Дирк тоже выглядел не особо — бледный, замученный, с нездоровым блеском в глазах.
— Всё хорошо? — дежурно спрашивает Бротцман, даже толком не зная, о чём конкретно хочет знать. Да и интересуется скорее из вежливости, ибо сосредоточиться на чём-то казалось трудной задачей.
— Разве у меня когда-то было что-то плохо? — в своей манере улыбается друг. Но тут же улыбка слегка потухает. — Ну-у-у… было, конечно, но разве я об этом говорил? Ладно, иногда ныл, но всё быстро проходило, да. Так что, всё нормально.
— Но… нормально, не хорошо, — подметил Тодд и, почему-то с особой осторожностью, опустился на стул напротив Дирка. Их разделяет теперь столешница, за которой музыкант чувствует себя более безопасно. А ещё его не покидало стойкое ощущение, что что-то тут как минимум странно (страннее, чем обычно). — Может… расскажешь?
— Думаю, не стоит, Тодд. Это личное. И ночное происшествие тоже.
Дирк, который ничего не рассказывает — не Дирк. Сегодня он даже почти не разговаривает, что вообще настораживает пуще прежнего — заболел? Депрессия? Или…
Бротцман понимает, что даже самый нелепый вариант может иметь место быть. Однако думать об этом хочется в последнюю очередь. Да и вообще!.. Хотя…
Погружённый в мысли весь день, мужчина бесцельно шатается по дому, вовсе не замечая этого: вот он сидит на подоконнике, вот перекочевал на край стола, вот уже приличное время стоит на крыльце, вглядываясь вдаль. Больше всего ему хочется тишины и покоя, в какой-то степени он даже боится, что Дирк вдруг придёт в себя и начнёт грузить домыслами или просто словесным поносом, однако чем больше тот молчит, тем больше странности вокруг кажутся ещё хуже, нежели есть на самом деле.
Дирку нормально… а значит — никак. Никак — это ещё страшнее, чем если бы тому было, например, плохо. Если другу плохо, ему можно чем-то помочь, его можно поддержать, отвлечь, развеселить, обнять и всевозможные варианты, а вот с «никак» Тодд не знает, как бороться. Он всю жизнь в этом состоянии прожил, однако понимание, что без «никак» бывает намного лучше, пришло в его жизнь вместе с Дирком Джентли. Отсюда следует, что он бессилен в данной ситуации.
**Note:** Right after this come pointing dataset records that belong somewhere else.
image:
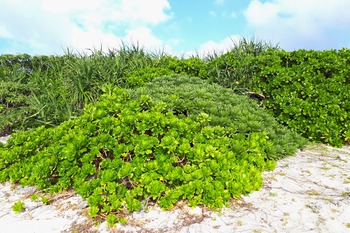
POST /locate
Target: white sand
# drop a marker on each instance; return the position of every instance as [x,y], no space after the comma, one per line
[309,192]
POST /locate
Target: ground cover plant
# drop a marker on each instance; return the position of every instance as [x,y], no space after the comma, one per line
[165,128]
[124,152]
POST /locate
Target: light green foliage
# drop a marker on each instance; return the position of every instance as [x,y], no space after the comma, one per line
[123,153]
[18,207]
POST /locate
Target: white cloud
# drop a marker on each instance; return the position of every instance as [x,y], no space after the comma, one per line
[211,47]
[219,2]
[212,13]
[301,24]
[50,26]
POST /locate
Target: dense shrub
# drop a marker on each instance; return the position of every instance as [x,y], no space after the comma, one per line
[191,96]
[308,91]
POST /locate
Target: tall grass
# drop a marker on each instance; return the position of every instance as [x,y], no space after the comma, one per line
[47,90]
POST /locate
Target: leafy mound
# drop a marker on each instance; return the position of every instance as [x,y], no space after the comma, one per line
[240,116]
[122,154]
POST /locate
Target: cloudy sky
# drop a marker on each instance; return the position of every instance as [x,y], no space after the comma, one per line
[49,27]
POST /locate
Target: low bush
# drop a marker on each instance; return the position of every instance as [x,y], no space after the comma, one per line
[239,115]
[308,91]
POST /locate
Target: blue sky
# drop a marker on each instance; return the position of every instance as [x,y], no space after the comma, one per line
[49,27]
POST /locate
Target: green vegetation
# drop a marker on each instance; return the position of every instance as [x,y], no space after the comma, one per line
[126,128]
[308,91]
[18,207]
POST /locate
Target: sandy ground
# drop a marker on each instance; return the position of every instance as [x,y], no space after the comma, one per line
[309,192]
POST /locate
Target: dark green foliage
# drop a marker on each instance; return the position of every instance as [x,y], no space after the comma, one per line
[236,68]
[123,153]
[240,116]
[308,91]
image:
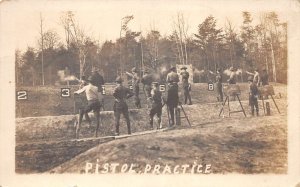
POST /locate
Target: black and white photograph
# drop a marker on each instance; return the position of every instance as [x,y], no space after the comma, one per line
[145,89]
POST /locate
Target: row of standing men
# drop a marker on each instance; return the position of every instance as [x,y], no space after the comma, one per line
[93,89]
[154,97]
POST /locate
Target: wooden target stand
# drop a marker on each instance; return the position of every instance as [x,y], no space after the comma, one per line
[232,90]
[266,91]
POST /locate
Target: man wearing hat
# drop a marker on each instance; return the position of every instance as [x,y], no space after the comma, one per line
[253,95]
[147,80]
[185,85]
[121,93]
[135,80]
[91,92]
[219,84]
[256,76]
[98,81]
[172,95]
[264,77]
[232,76]
[156,105]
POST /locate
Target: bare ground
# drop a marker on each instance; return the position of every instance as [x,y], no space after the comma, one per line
[231,145]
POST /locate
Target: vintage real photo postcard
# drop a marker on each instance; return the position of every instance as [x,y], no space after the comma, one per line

А ещё Бротцман ловит себя на мысли, что очень переживает по этому поводу. И что был бы очень не против действительно обнять Дирка, вот только сама идея кажется так себе, да и над предлогом подумать надо, а сколько неловкости будет… Ну вот, к примеру, подходит он такой к другу, садится рядом, обнимает со словами: «Всё будет хорошо!». Хрень какая-то, по-девчачьи сопливо выходит. Или вот надо детектива совсем грустным застать — тогда да, как вариант, но опять же — только в том случае, если Тодд будет уверенно себя вести, а не как всегда… В общем… плохая идея.
Тодд не заметил, как оказался на заднем дворе: куча свободного пространства, переходящего в поле с полосой невысоких посадок, вокруг дома усеянное ржавым металлоломом. Даже кабина от грузовика накрененная валяется. Видно, что сюда стаскивался весь ненужный хлам, отчего-то ещё не разворованный бомжами или мародёрами, что тоже наводило на определённые мысли. Значит, боятся. Дирка? Та это же божий одуванчик! Он как-то признался, что никогда в жизни никого не бил, а тем более не дрался, чем поверг Бротцмана сначала в ступор, а потом в смех, потому что тот долго не мог поверить в такую святую безобидность.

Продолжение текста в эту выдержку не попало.